The lack of trait representation calls for a coordinated international effort to gather trait data on hyperaccumulators, particularly from locally endemic species. Non-hyperaccumulator metallophyte species should also be sampled to distinguish hyperaccumulation strategies and traits from those specifically involved in trace element tolerance. Future investigations could also focus on Ni hyperaccumulator species as they represent ~70% of identified hyperaccumulator species (Reeves et al. 2018) and would remove the noise associated with different metal accumulation.
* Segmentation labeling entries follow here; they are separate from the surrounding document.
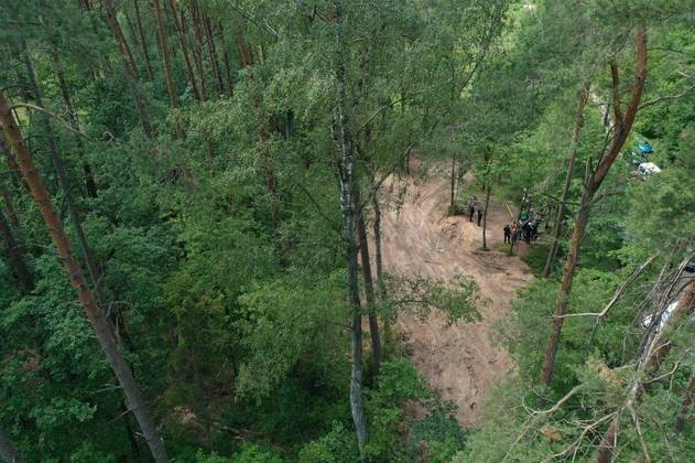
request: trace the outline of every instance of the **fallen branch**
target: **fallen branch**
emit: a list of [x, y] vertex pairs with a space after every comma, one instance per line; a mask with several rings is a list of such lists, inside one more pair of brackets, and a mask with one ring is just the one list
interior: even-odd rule
[[622, 293], [625, 292], [625, 290], [628, 288], [628, 286], [630, 283], [632, 283], [637, 277], [640, 276], [640, 273], [642, 273], [644, 271], [644, 269], [647, 269], [647, 267], [651, 266], [652, 262], [656, 259], [656, 257], [659, 257], [659, 252], [654, 254], [653, 256], [651, 256], [649, 259], [647, 259], [647, 261], [644, 263], [642, 263], [637, 270], [634, 270], [632, 272], [632, 274], [630, 274], [630, 277], [625, 280], [619, 287], [618, 290], [616, 291], [616, 293], [613, 294], [612, 299], [610, 300], [610, 302], [608, 302], [608, 304], [606, 304], [606, 306], [604, 308], [602, 311], [595, 313], [595, 312], [585, 312], [585, 313], [567, 313], [565, 315], [560, 315], [560, 316], [555, 316], [554, 319], [571, 319], [571, 317], [577, 317], [577, 316], [596, 316], [597, 317], [597, 323], [600, 323], [600, 321], [604, 319], [604, 316], [606, 316], [606, 314], [608, 313], [608, 311], [616, 305], [616, 303], [620, 300], [620, 298], [622, 297]]
[[14, 105], [12, 105], [10, 107], [10, 110], [14, 110], [15, 108], [26, 108], [26, 109], [33, 109], [35, 111], [44, 112], [44, 114], [57, 119], [58, 121], [61, 121], [69, 131], [75, 132], [75, 133], [77, 133], [79, 136], [83, 136], [89, 141], [95, 141], [87, 133], [80, 132], [79, 130], [74, 128], [68, 121], [66, 121], [65, 119], [63, 119], [62, 117], [59, 117], [55, 112], [51, 112], [50, 110], [47, 110], [45, 108], [42, 108], [41, 106], [32, 105], [31, 103], [15, 103]]

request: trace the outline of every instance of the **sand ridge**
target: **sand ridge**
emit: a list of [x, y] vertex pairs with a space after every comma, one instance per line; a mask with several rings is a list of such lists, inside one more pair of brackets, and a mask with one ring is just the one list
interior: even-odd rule
[[[390, 183], [389, 183], [390, 182]], [[514, 292], [532, 280], [530, 268], [504, 252], [480, 250], [482, 228], [463, 216], [446, 216], [448, 179], [431, 173], [426, 180], [389, 179], [384, 190], [405, 186], [400, 208], [384, 207], [382, 214], [382, 256], [385, 271], [420, 274], [437, 280], [466, 274], [475, 279], [489, 303], [480, 306], [478, 323], [446, 326], [446, 316], [434, 312], [421, 323], [401, 315], [398, 330], [416, 368], [433, 390], [458, 406], [461, 426], [474, 426], [480, 418], [480, 403], [497, 378], [512, 370], [508, 353], [493, 345], [490, 329], [509, 310]], [[488, 247], [503, 241], [502, 227], [510, 219], [502, 203], [490, 204]]]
Only a few leaves are necessary to inexpensively measure key leaf economic traits (LA, SLA, and LDMC). These leaves can be obtained from field specimens, gardens, or controlled experiments (if controls on metalliferous soil are available). Detailed protocols can be found in the New handbook for standardized measurement of plant functional traits worldwide (Pérez-Harguindeguy et al. 2016) and the TRY database (WEB cited protocols) (Kattge et al. 2019). Ideally, this approach should include more traits (i.e., plant height, seed mass, and stem-specific density) and nutrient leaf concentrations (P, K, N) (Lange et al. 2016). In addition, root traits (e.g., dry matter content, diameter, depth, P concentration) should also be considered to extend this approach, as they seem correlated with trace element accumulation and stress-tolerant strategies (Gervais-Bergeron et al. 2021; Lambers et al. 2015). To participate in this international sampling effort, we ask for measurements of metallophyte traits and their publication on the TRY database. To join this initiative or for further questions, contact the corresponding author.

Conclusion

This study is the first attempt to link plant traits to their ability to concentrate trace elements. Our results did not provide evidence for hyperaccumulators being necessarily characterized by a resource-conservative trait syndrome or a stress-tolerating strategy (according to Grime’s framework and a classification based on leaf morphology alone). We believe that our inability to unravel trait syndromes among hyperaccumulators is rooted at least partly in a lack of reliable trait data. However, it may also well be that leaf morphology is a poor predictor of a plant’s ability to concentrate trace elements at such a large scale (e.g., decoupled ecophysiological processes or limiting factors). Filling the gaps will be essential to guide applied land reclamation efforts and preserve metalliferous environments. We thus call for an international collaborative sampling effort to measure and share on TRY the traits of hyperaccumulator and metallophytes species.